本年度、4月に着任いたしました牧野 正と申します。どうぞよろしくお願いいたします。

本校の学校教育目標は「溌剌颯爽」です。

溌剌とは、(1)生き生きとして元気のよいさま。(2)魚が飛び跳ねるさま。

颯爽とは、人の姿や態度・行動がきりっとして、見る人にさわやかな印象を与えるさま。

 

美しい花は、水を与え、肥料をやり、虫を徐け、丹精込めて育てなければ花が咲かない。人間の心もそれと同じである。放っておくと、雑草が生える。心の花をさかせるためには、絶えず心を見張り、雑草を抜き取らなければならない。「溌剌颯爽」―いつも気持ちをさわやかにしておく。いつも颯爽とした気分でいる。溌剌颯爽こそ、心の雑草を取り、心の花を咲かせるために欠かせない必須の条件である。(小さな人生論 藤尾秀昭著より)

 

令和4年度のスタートにあたり、生徒の皆さんに大切にしてほしいことがあります。それは、「実感」ということです。学校活動の中には、体験を通して学ぶ機会が数多く設定されています。それは体験を通し、自ら実感することで「感じる」ことを大切にしているからです。

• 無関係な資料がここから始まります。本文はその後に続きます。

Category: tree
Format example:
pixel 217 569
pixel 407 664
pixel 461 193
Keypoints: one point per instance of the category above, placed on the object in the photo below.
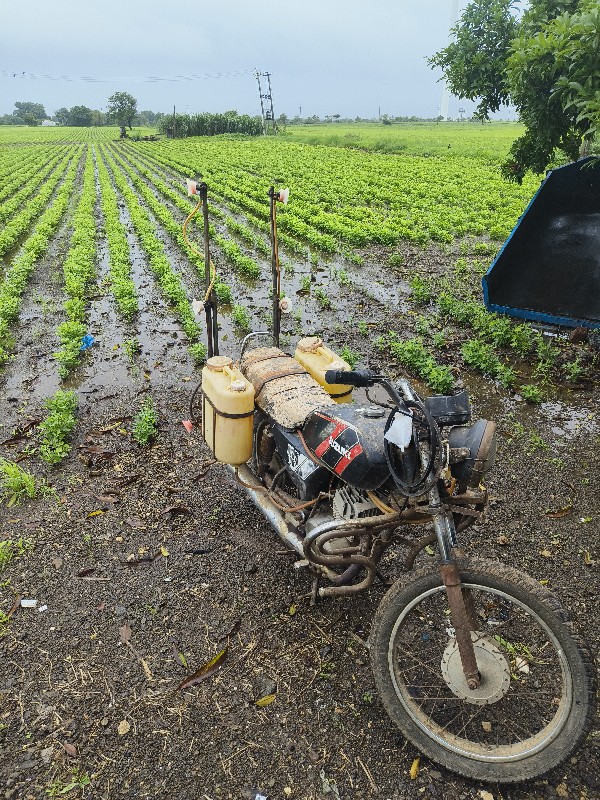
pixel 98 118
pixel 546 63
pixel 61 115
pixel 122 108
pixel 31 113
pixel 80 117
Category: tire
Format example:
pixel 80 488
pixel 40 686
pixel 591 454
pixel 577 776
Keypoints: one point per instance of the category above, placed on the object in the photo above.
pixel 535 703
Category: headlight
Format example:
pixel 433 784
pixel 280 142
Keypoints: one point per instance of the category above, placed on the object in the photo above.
pixel 479 440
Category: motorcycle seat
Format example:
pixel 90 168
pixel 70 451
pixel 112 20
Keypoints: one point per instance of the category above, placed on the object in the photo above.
pixel 283 388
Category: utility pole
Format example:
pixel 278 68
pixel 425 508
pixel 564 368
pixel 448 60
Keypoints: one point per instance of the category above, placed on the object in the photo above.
pixel 268 113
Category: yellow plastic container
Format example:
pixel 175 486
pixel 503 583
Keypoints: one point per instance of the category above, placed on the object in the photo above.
pixel 316 360
pixel 227 411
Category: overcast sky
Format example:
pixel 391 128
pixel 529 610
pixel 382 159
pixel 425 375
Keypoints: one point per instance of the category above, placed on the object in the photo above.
pixel 326 56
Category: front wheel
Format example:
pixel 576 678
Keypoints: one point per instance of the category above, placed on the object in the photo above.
pixel 535 701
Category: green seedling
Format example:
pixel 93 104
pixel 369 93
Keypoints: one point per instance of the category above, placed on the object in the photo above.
pixel 241 317
pixel 132 347
pixel 531 393
pixel 145 424
pixel 350 356
pixel 55 429
pixel 16 484
pixel 323 300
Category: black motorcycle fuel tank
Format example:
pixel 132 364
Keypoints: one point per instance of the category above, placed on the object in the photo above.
pixel 348 440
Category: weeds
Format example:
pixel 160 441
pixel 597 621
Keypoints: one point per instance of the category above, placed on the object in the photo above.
pixel 305 282
pixel 413 355
pixel 16 484
pixel 77 780
pixel 198 352
pixel 241 317
pixel 322 299
pixel 350 356
pixel 531 393
pixel 145 424
pixel 12 548
pixel 421 290
pixel 132 347
pixel 57 426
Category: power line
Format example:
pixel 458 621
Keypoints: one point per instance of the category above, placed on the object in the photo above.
pixel 22 75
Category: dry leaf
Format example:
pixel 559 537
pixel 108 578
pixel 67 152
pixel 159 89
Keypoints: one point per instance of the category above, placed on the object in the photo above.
pixel 560 512
pixel 147 671
pixel 83 573
pixel 125 633
pixel 176 510
pixel 205 671
pixel 265 701
pixel 132 561
pixel 414 769
pixel 69 748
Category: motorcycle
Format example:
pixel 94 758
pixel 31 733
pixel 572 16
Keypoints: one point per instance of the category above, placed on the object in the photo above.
pixel 474 661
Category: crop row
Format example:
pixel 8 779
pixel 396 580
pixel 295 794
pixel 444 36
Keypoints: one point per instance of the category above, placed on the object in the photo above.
pixel 21 223
pixel 10 206
pixel 23 169
pixel 239 260
pixel 361 197
pixel 17 276
pixel 79 268
pixel 169 282
pixel 121 284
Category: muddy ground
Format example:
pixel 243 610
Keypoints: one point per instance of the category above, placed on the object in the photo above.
pixel 145 565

実感したからこそ分かること、それは皆さんにとって様々な印象となって残ります。その体験をもとにこれから直面する事象に対し、学習活動はもちろん、考え方、物事を進めるきっかけにつながることも少なくありません。自分で立てた目標に迫るためのプロセスはどうあるべきか、そのためにはどんな準備が必要なのか、集団で行動する際にはどんな事に気をつけなければしなければならないのか、自分の思い通りにならないとき、あきらめずに続けることで得られるものは何なのか等、受け取り方は異なりますが、体験したという事実は残ります。その事実は皆さんが獲得した知識や技能、考え方につながっていくと考えています。しかし、最初のうちは迷うことも多いことでしょう。そんなときは仲間たちと協力しながら物事を進めたり、先生たちにアドバイスをもらいながら進んでいきましょう。もしかしたら、自分の思っていた結果とは違うことになるかもしれません、それでも、皆さんが結果を出すまであきらめなかったという事実は残ります。少しずつ自分なりの自信を蓄えながら、仲間たちと一緒に毎日を生き生きと過ごしながら学校生活に前向きに取り組む、まさに「溌剌颯爽」でいきましょう。

保護者の皆様、地域の皆様、今年度も生徒の健康管理と学力保証の二本立てを意識しながら教職員一同力を合わせて進めてまいります。栄中学校の教育活動に対するご支援、ご協力をよろしくお願いいたします。